A política terá, nos próximos anos, que se adaptar às exigências de um tempo em que os cidadãos aspiram a muito mais, e de forma muito distinta. As pessoas, hoje, dão hoje uma enorme importância à resiliência emocional, felicidade e saúde mental, temas que surgem hoje como prioridade. Querem poder aceder ao conhecimento, e dispor de condições pessoais para construírem vidas equilibradas e emocionalmente ricas, querem ser capazes de navegar na incerteza com um sentido de paz e estabilidade.
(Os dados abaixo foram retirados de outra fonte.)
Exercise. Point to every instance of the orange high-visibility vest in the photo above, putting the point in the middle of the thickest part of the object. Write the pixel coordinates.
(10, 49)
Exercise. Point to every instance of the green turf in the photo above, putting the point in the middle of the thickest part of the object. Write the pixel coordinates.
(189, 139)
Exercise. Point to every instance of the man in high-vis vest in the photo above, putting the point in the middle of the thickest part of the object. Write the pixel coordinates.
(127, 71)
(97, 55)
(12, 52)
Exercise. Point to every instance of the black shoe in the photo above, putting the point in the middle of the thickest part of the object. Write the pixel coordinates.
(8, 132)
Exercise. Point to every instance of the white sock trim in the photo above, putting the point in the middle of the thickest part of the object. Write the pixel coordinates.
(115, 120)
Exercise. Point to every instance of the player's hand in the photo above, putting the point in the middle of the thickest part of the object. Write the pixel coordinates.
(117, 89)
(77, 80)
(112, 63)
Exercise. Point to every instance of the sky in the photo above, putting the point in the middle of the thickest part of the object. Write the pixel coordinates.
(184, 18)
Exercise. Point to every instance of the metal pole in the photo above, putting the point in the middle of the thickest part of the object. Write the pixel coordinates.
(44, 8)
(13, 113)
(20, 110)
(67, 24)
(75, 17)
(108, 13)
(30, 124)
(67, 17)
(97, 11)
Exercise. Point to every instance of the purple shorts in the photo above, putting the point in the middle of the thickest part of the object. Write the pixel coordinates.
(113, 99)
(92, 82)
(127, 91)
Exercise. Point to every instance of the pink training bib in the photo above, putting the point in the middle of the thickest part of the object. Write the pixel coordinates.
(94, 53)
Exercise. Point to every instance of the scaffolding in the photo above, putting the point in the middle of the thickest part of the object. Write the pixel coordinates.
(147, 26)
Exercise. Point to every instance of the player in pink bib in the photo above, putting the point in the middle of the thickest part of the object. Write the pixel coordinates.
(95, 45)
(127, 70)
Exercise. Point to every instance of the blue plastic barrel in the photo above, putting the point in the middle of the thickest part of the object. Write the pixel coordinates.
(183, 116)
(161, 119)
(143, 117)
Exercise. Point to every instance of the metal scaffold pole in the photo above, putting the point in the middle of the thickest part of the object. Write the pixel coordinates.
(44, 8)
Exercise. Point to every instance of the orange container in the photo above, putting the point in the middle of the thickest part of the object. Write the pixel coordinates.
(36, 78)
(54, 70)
Quem politicamente não compreender estas exigências, pensando que tudo se resolve numa dimensão meramente financeira, fechada em Estados-Garante, não será capaz de resolver os problemas profundos que estão a erodir a qualidade das democracias.

Antes, porém, de pensarmos como devem ser as democracias para responder aos desafios do futuro (seguramente democracias onde o Estado deverá ser muito menos provedor de serviços, e muito mais facilitador da afirmação e realização individuais), é essencial que a política consiga recuperar algo que o digital tem vindo a destruir: relacionamentos fortes e de apoio recíproco, e um sentido de pertença dentro de uma comunidade terão de voltar a ser vistos como componentes integrais da satisfação individual. O valor das conexões profundas com a família, amigos e comunidade tem de ser recuperado, é fundamental que a empatia volte a ser um valor em si, e que consigamos de novo voltar a ter capacidade de reconciliar diferenças, sem as eliminar. Se continuarmos a ter pessoas fechadas sobre si próprias, alienadas da realidade, incapazes de compreender que a vida em sociedade se faz de compromissos e objectivos partilhados, com a aceitação de regras mínimas assentes no pluralismo, dificilmente deixaremos de ter a política capturada pelos piores, pelos mais corruptos, por todos os que sabem cavalgar na demagogia e na desesperança.